The Murray River will again be a protected significant site under Aboriginal heritage legislation, after a decision to remove it from the list was overturned by the Department of Aboriginal Affairs.
The river was protected as a significant Aboriginal site from 2000, but was removed from the list in 2013 before a recent Supreme Court decision forced the department to reassess sites for which protection was refused.
Property owners along the river were concerned about the possibility they would be again subject to restrictions which would have required them to seek permission before undertaking work within 30 metres of the riverbank.
But the latest decision only protects the river to the high water mark.
A spokesperson for the department said the Aboriginal Cultural Materials Committee (ACMC), which has responsibility for heritage listings, found both the Murray and Hotham rivers should protected.

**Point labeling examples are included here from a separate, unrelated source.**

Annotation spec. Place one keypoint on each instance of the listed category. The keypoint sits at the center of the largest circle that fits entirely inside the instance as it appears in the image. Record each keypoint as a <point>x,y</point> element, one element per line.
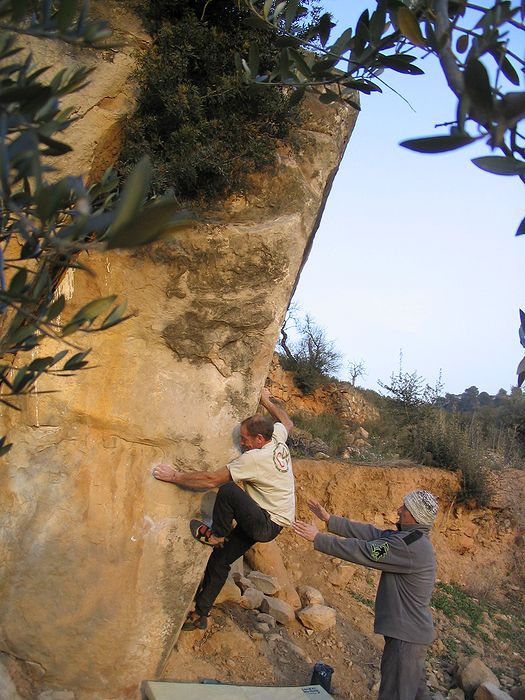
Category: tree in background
<point>356,370</point>
<point>48,220</point>
<point>312,357</point>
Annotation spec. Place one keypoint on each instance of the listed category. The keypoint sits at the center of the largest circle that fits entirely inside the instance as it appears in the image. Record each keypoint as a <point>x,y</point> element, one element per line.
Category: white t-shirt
<point>268,478</point>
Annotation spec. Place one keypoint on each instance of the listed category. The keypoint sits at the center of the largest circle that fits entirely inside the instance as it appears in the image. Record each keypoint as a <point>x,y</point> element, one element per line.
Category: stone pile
<point>257,591</point>
<point>473,680</point>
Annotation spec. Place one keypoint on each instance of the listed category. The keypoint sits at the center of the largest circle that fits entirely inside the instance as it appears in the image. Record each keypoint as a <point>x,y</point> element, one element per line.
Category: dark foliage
<point>203,127</point>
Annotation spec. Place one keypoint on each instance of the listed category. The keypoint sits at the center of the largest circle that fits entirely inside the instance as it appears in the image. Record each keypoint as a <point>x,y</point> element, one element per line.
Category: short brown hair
<point>259,425</point>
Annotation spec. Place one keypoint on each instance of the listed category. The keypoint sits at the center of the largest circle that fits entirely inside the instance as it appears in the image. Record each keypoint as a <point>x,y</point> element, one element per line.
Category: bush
<point>312,358</point>
<point>203,128</point>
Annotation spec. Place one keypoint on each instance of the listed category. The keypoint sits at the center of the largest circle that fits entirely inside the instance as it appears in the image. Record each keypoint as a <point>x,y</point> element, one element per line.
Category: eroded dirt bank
<point>476,551</point>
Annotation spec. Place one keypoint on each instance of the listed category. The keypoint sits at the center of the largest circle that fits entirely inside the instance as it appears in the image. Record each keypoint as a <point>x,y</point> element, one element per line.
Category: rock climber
<point>261,509</point>
<point>407,563</point>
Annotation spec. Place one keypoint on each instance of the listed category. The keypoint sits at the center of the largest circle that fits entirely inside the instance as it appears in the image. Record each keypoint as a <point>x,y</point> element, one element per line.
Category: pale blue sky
<point>417,252</point>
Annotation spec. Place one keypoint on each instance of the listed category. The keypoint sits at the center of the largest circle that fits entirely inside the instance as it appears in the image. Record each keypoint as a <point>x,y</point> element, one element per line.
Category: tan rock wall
<point>97,565</point>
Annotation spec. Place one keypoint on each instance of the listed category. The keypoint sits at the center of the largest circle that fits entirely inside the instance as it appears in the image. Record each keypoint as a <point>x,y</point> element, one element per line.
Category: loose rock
<point>490,691</point>
<point>317,617</point>
<point>251,599</point>
<point>229,592</point>
<point>310,596</point>
<point>269,585</point>
<point>278,609</point>
<point>341,575</point>
<point>472,673</point>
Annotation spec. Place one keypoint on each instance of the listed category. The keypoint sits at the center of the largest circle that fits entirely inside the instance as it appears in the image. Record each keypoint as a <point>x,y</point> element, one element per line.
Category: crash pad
<point>166,690</point>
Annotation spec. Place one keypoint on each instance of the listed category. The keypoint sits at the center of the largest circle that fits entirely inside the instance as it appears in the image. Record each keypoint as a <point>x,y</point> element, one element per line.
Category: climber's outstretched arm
<point>191,480</point>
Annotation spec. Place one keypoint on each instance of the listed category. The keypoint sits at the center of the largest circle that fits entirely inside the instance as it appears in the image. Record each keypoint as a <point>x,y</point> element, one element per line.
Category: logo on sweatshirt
<point>378,551</point>
<point>281,457</point>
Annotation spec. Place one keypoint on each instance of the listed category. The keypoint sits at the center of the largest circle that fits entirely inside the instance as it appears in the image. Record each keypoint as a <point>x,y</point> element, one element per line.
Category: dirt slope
<point>475,549</point>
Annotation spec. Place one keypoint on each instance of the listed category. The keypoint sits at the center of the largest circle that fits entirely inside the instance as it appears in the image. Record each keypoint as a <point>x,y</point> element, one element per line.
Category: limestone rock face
<point>490,691</point>
<point>317,617</point>
<point>98,567</point>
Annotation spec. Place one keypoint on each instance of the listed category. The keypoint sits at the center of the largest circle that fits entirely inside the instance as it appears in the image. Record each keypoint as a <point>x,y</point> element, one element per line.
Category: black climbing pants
<point>253,525</point>
<point>403,671</point>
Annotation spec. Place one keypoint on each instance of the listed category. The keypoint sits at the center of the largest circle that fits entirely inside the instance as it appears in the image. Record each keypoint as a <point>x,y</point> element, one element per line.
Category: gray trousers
<point>403,671</point>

“In making this determination, the ACMC also considered the site boundaries, and resolved that the Rivers should only be considered a site up to and including the high water mark, not the 100-year flood line that previously marked the site boundaries,” he said.
“This decision ensures that the land owners along the Murray and Hotham Rivers can continue to use their land without the requirement to seek approval for works, whilst recognising and protecting the mythological significance that the Murray River has for Aboriginal people of the South West.”
But local Liberal branch president Rob Filmer said the listing would mean more red tape for property owners.
“We have seen enough of these processes to understand that heritage listings bring a new mountain of red tape and often crippling, costly, anti-development terms and conditions,” he said.
“This time, the re-listing has been activated by a Supreme Court recommendation only by Justice John Chaney, following threats of a class action by Aboriginal people in Port Hedland, backed by Labor and the Greens.
“The charade continues behind the back of the current minister, drawing more and more innocent landowners into a bureaucratic black hole.”
In August, Harry Nannup, an Aboriginal elder from the region’s Bindjareb people, urged the Department of Aboriginal Affairs to return the Murray River to its list of protected significant sites.
“It was disgraceful that they took it off the list,” he said.
“Our tribe the Bindjareb people has been mainly known as a river people; I grew up on the Serpentine and I lived on this river.
“I take my kids out there and tell my grandkids where I came from.”
Mr Nannup said the Murray River was the site of the Pinjarra massacre, where as many as 80 Bindjareb men, women and children were attacked by a detachment of soldiers led by Captain James Stirling.